投稿: クサマヒサコ | 2010年10月 1日 (金) 09時05分

こんにちはhappy01
この産直スーパー?の正式名はファームドゥといいまして(ホームページ有)、都内に何ヵ所かお店があります。私は練馬店と練馬光が丘店に時々行きます。入山キュウリはうりみたいに煮て食べたので、来年は何本か買っていろんな食べ方してみたいですねdelicious

投稿: 松太郎ママ | 2010年10月 2日 (土) 11時13分

■松太郎ママさん
情報ありがとうございます。
ファームドゥのホームページ、興味深くみました。地方の会社が東京に直売所を開き、野菜を集めて売っているんですね。新しい流通の形の一つなのでしょうね。

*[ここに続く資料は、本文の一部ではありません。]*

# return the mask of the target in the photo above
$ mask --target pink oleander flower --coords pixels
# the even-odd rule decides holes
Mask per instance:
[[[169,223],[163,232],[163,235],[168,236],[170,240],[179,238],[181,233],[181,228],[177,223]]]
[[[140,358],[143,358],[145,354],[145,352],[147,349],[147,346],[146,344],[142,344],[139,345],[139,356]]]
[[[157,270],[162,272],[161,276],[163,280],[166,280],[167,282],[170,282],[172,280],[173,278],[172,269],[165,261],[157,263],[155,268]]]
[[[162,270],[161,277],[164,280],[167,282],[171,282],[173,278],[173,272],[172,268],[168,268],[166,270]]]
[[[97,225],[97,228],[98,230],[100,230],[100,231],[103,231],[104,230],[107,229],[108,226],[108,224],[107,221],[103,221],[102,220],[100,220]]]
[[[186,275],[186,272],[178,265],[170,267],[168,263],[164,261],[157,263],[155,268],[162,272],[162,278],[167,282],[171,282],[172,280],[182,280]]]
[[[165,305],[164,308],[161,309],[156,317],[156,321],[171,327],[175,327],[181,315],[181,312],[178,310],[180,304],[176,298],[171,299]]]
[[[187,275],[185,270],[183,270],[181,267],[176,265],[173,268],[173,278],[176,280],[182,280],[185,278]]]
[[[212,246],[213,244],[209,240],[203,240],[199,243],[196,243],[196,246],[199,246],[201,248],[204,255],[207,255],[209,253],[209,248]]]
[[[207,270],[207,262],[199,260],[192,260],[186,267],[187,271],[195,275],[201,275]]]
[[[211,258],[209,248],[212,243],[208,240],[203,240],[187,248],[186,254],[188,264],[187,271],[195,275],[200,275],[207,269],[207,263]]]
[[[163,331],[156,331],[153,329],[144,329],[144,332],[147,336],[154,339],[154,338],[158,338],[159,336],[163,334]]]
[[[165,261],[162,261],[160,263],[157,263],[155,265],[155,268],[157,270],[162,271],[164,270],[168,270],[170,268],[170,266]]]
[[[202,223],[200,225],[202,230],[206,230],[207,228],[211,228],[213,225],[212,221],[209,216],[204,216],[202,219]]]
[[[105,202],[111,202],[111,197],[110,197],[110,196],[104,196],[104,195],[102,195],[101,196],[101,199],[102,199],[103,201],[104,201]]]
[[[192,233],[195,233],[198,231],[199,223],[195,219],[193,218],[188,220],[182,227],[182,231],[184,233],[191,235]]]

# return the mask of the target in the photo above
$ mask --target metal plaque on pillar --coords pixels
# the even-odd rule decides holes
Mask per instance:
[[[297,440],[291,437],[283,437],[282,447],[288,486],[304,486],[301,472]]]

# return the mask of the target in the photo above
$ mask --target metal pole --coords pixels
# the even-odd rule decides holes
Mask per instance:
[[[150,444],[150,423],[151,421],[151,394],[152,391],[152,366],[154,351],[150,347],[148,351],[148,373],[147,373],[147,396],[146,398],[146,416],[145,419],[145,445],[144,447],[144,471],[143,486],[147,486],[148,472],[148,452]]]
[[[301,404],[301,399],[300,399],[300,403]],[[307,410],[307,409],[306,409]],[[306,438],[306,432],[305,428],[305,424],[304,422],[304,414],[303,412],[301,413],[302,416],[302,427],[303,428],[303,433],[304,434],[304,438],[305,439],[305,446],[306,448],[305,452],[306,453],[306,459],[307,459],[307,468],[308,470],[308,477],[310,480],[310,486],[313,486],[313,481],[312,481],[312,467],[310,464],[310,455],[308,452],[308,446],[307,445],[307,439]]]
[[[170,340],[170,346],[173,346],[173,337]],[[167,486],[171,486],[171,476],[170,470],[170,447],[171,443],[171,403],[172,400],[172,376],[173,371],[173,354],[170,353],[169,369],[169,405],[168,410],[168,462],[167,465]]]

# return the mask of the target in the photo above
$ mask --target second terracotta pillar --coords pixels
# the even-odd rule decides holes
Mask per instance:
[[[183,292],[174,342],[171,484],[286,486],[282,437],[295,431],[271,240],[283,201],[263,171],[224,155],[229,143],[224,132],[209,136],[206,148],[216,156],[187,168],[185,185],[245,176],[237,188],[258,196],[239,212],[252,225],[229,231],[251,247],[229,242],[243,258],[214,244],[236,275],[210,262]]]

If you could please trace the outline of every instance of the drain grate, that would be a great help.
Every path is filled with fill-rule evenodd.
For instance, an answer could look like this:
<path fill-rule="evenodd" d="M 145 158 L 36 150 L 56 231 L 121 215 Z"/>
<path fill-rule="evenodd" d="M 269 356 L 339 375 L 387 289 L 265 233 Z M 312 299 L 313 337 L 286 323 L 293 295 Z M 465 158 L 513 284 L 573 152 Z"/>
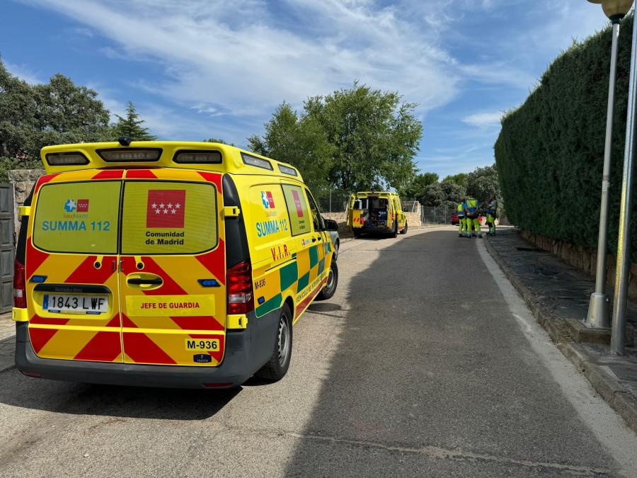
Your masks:
<path fill-rule="evenodd" d="M 609 365 L 608 368 L 621 380 L 637 382 L 637 368 L 634 365 Z"/>

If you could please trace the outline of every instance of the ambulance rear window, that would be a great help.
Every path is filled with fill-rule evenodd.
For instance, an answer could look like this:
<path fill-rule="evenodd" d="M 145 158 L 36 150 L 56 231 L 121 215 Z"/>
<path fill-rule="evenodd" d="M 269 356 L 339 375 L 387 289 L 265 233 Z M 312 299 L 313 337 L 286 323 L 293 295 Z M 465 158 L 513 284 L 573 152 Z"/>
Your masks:
<path fill-rule="evenodd" d="M 194 254 L 214 249 L 217 211 L 212 184 L 127 181 L 122 254 Z"/>
<path fill-rule="evenodd" d="M 33 244 L 51 252 L 114 254 L 121 183 L 45 184 L 38 193 Z"/>

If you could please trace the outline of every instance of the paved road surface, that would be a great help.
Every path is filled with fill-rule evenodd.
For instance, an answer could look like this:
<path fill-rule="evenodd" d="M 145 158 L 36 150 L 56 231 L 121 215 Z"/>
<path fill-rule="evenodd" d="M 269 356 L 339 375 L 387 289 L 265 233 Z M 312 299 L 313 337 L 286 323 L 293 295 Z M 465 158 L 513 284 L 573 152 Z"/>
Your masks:
<path fill-rule="evenodd" d="M 478 239 L 343 244 L 275 384 L 223 392 L 0 372 L 0 476 L 637 476 L 637 440 Z"/>

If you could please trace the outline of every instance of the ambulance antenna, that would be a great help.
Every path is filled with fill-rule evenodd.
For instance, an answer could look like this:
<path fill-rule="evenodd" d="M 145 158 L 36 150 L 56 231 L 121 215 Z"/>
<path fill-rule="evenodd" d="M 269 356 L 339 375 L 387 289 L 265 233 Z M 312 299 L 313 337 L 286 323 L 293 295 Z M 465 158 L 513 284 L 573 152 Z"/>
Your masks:
<path fill-rule="evenodd" d="M 134 139 L 130 136 L 120 136 L 117 141 L 122 146 L 130 146 L 130 144 L 134 141 Z"/>

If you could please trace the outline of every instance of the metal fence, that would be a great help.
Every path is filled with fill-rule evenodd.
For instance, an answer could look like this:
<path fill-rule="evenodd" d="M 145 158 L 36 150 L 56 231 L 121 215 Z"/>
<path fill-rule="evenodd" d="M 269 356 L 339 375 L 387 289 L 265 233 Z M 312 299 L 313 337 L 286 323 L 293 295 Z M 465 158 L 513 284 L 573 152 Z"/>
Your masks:
<path fill-rule="evenodd" d="M 420 211 L 420 220 L 423 223 L 451 224 L 451 217 L 455 210 L 442 206 L 439 207 L 423 206 Z"/>
<path fill-rule="evenodd" d="M 350 194 L 348 191 L 335 190 L 316 201 L 321 212 L 345 212 L 348 209 Z"/>

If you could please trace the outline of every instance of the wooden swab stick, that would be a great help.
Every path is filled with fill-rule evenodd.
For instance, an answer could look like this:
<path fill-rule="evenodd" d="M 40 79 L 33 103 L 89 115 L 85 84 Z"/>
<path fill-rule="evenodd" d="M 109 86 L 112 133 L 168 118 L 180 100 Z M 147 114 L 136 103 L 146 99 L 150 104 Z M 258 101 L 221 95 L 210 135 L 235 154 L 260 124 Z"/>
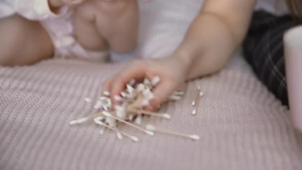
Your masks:
<path fill-rule="evenodd" d="M 132 135 L 130 135 L 125 132 L 124 132 L 123 131 L 119 131 L 118 129 L 117 129 L 117 128 L 113 128 L 112 127 L 111 127 L 110 126 L 107 125 L 106 124 L 105 124 L 105 123 L 103 123 L 100 119 L 99 118 L 98 118 L 98 117 L 96 117 L 95 118 L 94 118 L 94 122 L 95 122 L 95 123 L 99 124 L 100 125 L 102 125 L 103 126 L 103 127 L 107 127 L 110 129 L 111 129 L 115 132 L 117 132 L 117 135 L 118 135 L 118 138 L 120 139 L 120 137 L 119 137 L 119 136 L 120 136 L 119 135 L 118 135 L 118 132 L 120 133 L 120 134 L 123 134 L 123 135 L 124 135 L 125 136 L 130 138 L 130 139 L 131 139 L 132 141 L 133 141 L 134 142 L 137 142 L 139 141 L 139 138 L 138 138 L 136 136 L 132 136 Z"/>
<path fill-rule="evenodd" d="M 196 89 L 196 93 L 195 93 L 195 96 L 194 97 L 194 100 L 192 102 L 192 106 L 195 106 L 195 104 L 196 104 L 196 100 L 197 99 L 197 97 L 198 97 L 198 94 L 199 94 L 199 92 L 200 91 L 200 87 L 199 86 L 198 87 L 197 87 L 197 89 Z"/>
<path fill-rule="evenodd" d="M 118 117 L 115 117 L 115 116 L 111 115 L 110 113 L 109 113 L 109 112 L 107 112 L 106 111 L 103 111 L 103 115 L 104 115 L 104 116 L 106 116 L 111 117 L 112 117 L 112 118 L 114 118 L 114 119 L 116 119 L 116 120 L 118 120 L 118 121 L 119 121 L 120 122 L 123 122 L 123 123 L 124 123 L 125 124 L 127 124 L 127 125 L 128 125 L 129 126 L 132 126 L 133 127 L 134 127 L 135 128 L 136 128 L 136 129 L 137 129 L 138 130 L 141 130 L 141 131 L 143 131 L 143 132 L 147 133 L 147 134 L 148 134 L 149 135 L 151 135 L 151 136 L 154 135 L 154 132 L 151 132 L 151 131 L 150 131 L 149 130 L 147 130 L 144 129 L 140 127 L 139 127 L 138 126 L 134 125 L 134 124 L 133 124 L 132 123 L 129 123 L 128 122 L 127 122 L 127 121 L 125 121 L 125 120 L 124 120 L 123 119 L 121 119 L 119 118 Z"/>
<path fill-rule="evenodd" d="M 199 102 L 200 102 L 200 99 L 201 99 L 201 97 L 202 97 L 204 93 L 202 91 L 199 92 L 198 96 L 197 96 L 197 101 L 196 103 L 196 107 L 193 110 L 193 111 L 192 112 L 192 114 L 195 115 L 197 113 L 197 109 L 198 109 L 198 106 L 199 106 Z"/>
<path fill-rule="evenodd" d="M 189 135 L 184 133 L 178 133 L 176 132 L 170 131 L 163 129 L 158 129 L 156 128 L 155 126 L 152 125 L 148 124 L 146 126 L 146 128 L 150 131 L 160 132 L 164 134 L 172 135 L 175 136 L 182 136 L 186 138 L 189 138 L 193 140 L 198 140 L 199 139 L 199 136 L 197 135 Z"/>
<path fill-rule="evenodd" d="M 140 113 L 143 114 L 145 114 L 150 116 L 162 117 L 167 119 L 171 119 L 171 116 L 167 113 L 156 113 L 155 112 L 148 111 L 144 110 L 137 110 L 133 109 L 128 109 L 128 111 L 133 113 Z"/>
<path fill-rule="evenodd" d="M 93 120 L 94 121 L 94 122 L 95 122 L 95 123 L 103 126 L 103 127 L 105 127 L 109 129 L 111 129 L 112 130 L 115 131 L 115 132 L 116 132 L 116 136 L 118 139 L 123 139 L 123 136 L 122 136 L 122 134 L 116 128 L 113 128 L 109 125 L 105 124 L 105 123 L 102 122 L 102 121 L 99 119 L 99 117 L 95 118 Z"/>
<path fill-rule="evenodd" d="M 99 112 L 99 113 L 94 114 L 93 115 L 88 116 L 85 117 L 83 117 L 83 118 L 79 118 L 78 119 L 73 120 L 73 121 L 71 121 L 70 122 L 69 122 L 69 124 L 71 125 L 74 125 L 76 124 L 80 124 L 80 123 L 84 123 L 89 120 L 94 119 L 96 117 L 100 116 L 101 116 L 102 115 L 102 113 Z"/>

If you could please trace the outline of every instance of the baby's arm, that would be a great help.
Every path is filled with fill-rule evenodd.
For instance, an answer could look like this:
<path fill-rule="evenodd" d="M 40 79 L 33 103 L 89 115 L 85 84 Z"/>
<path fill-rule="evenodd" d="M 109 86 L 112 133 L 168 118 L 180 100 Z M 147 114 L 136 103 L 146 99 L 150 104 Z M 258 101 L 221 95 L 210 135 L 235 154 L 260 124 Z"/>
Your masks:
<path fill-rule="evenodd" d="M 175 53 L 191 66 L 187 80 L 223 68 L 241 43 L 255 4 L 255 0 L 205 2 Z"/>
<path fill-rule="evenodd" d="M 136 0 L 99 1 L 96 17 L 99 34 L 111 50 L 118 53 L 133 50 L 138 34 L 138 7 Z"/>
<path fill-rule="evenodd" d="M 119 95 L 131 79 L 158 76 L 161 81 L 153 90 L 152 107 L 148 108 L 156 108 L 185 81 L 223 68 L 244 38 L 255 3 L 255 0 L 207 0 L 171 56 L 133 62 L 108 79 L 103 90 Z"/>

投稿: クサマヒサコ | 2010年10月 7日 (木) 16時52分

私は北海道の釧路に住んでいます。今年の春、知り合いから入山キュウリの種を譲り受けました。興味があり植えてみたら、見たことのない変わったキュウリです。食べてみたら、なんと美味しいではありませんか。現在最盛期です。なんとか種を採取して来年も植えたいです。

投稿: タムラフタミ | 2012年8月20日 (月) 17時48分

■タムラフタミさん
コメントありがとうございます。
そうですか。北海道の釧路で、群馬の入山きゅうりがおいしく育ったんですね。
入山きゅうりがシベリア系胡瓜の仲間とすると、なんとなく北が似合う感じがしますね。